This repository demonstrates a focused idea: software agents can help discover high-performance CPU kernels for the memory-layout operations underneath AI systems. The current showcase is matrix transpose, a simple-looking operation that often decides whether downstream matrix multiply, attention, and tensor-processing code reads memory efficiently or stalls on data movement.
The benchmark target is Intel MKL mkl_domatcopy, Intel's production-grade matrix copy and transpose routine. In the captured run below, the best agent-generated transpose variants outperform both a naive transpose and MKL's direct transpose primitive on the tested shapes.
AI infrastructure is constrained by more than raw accelerator FLOPs. Data has to be rearranged, copied, batched, normalized, and fed into compute-heavy kernels. Those "small" CPU-side primitives can become latency and cost bottlenecks at scale.
Transpose is a useful proof point because it is memory-bound, easy to verify, and hard to make fast without understanding caches, vector instructions, prefetch behavior, and write patterns. If an agent can repeatedly search this space and produce faster kernels, that points toward a broader opportunity: automated performance engineering for the invisible math layer that AI systems rely on.
Benchmark configuration:
- Command shape:
iters=3,warmup=1,sizes=96,480,960,1920 - Benchmark driver:
gemm/transpose_bench.cpp - Benchmark framework:
include/benchmark.h - Metric: GB/s of effective transpose bandwidth, higher is better.

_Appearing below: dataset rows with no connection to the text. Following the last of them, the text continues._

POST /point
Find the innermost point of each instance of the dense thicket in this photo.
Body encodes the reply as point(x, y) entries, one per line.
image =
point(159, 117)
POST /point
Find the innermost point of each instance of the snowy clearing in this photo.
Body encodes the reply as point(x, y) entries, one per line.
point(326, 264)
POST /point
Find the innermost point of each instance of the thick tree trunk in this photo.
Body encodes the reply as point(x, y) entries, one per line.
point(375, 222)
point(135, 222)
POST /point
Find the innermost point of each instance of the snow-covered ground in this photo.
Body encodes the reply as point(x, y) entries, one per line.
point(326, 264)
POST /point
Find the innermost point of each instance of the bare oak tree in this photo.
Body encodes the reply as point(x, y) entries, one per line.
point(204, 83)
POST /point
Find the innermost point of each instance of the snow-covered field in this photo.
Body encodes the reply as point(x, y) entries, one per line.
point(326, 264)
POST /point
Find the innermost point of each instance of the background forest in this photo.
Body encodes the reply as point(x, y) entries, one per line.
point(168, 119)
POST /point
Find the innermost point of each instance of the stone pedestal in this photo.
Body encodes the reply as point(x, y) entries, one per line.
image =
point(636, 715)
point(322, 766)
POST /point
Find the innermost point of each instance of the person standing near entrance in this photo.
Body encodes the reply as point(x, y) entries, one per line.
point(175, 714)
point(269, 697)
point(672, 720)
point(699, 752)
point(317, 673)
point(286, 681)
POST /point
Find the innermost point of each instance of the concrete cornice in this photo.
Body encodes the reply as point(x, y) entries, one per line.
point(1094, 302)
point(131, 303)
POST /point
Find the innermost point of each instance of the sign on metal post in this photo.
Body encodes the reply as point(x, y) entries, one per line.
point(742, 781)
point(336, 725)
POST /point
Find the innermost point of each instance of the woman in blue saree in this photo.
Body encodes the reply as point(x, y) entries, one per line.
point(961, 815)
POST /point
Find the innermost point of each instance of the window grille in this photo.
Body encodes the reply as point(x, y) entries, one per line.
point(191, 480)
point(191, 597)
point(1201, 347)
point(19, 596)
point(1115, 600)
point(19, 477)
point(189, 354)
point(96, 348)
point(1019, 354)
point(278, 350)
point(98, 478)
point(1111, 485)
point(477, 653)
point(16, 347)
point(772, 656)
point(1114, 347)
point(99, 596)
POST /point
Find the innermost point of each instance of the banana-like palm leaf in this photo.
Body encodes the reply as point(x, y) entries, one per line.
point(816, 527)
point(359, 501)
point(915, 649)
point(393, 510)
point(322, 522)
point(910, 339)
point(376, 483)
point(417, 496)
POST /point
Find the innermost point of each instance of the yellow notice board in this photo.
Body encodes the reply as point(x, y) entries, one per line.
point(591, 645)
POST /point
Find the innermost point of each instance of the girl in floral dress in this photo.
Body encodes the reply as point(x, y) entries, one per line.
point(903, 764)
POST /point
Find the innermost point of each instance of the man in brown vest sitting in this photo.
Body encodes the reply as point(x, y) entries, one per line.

- Verification: every reported row below passed correctness checks.
Pool Mode rotates through a memory pool and is a closer proxy for repeated workload execution. The 1920 row is conservative because the pasted 1920 output is truncated after the early AVX2 rows; it uses the best complete custom row visible in that captured section.
| Matrix size | Naive transpose | Intel MKL mkl_domatcopy |
Best custom kernel in captured output | Speedup vs naive | Speedup vs MKL |
|---|---|---|---|---|---|
| 96 x 96 | 4.56 GB/s | 2.83 GB/s | 31.86 GB/s (2level_tuned_avx2_nt_pf) |
7.0x | 11.3x |
| 480 x 480 | 5.27 GB/s | 4.01 GB/s | 28.85 GB/s (2level_tuned_avx2_nt_pf_256_64) |
5.5x | 7.2x |
| 960 x 960 | 3.57 GB/s | 4.13 GB/s | 22.05 GB/s (2level_tuned_avx2_nt_pf) |
6.2x | 5.3x |
| 1920 x 1920 | 4.70 GB/s | 5.24 GB/s | 18.11 GB/s (2level_tuned_256_64) |
3.9x | 3.5x |
Fixed Memory mode isolates kernel execution more aggressively. On complete captured Fixed Memory rows, the custom kernels reached:
| Matrix size | Intel MKL mkl_domatcopy |
Best custom kernel | Speedup vs MKL |
|---|---|---|---|
| 96 x 96 | 8.63 GB/s | 80.87 GB/s (2level_tuned_avx2_pf_store) |
9.4x |
| 480 x 480 | 11.03 GB/s | 46.48 GB/s (2level_tuned_avx2_nt_pf_ab_tile128) |
4.2x |
| 960 x 960 | 10.81 GB/s | 39.77 GB/s (transpose_tiled_v3) |
3.7x |
Intel MKL, now part of Intel oneAPI Math Kernel Library, is Intel's optimized numerical computing library. It includes BLAS routines for vector and matrix math, LAPACK routines for linear solvers, FFTs, sparse routines, vector math, and matrix copy/transpose operations.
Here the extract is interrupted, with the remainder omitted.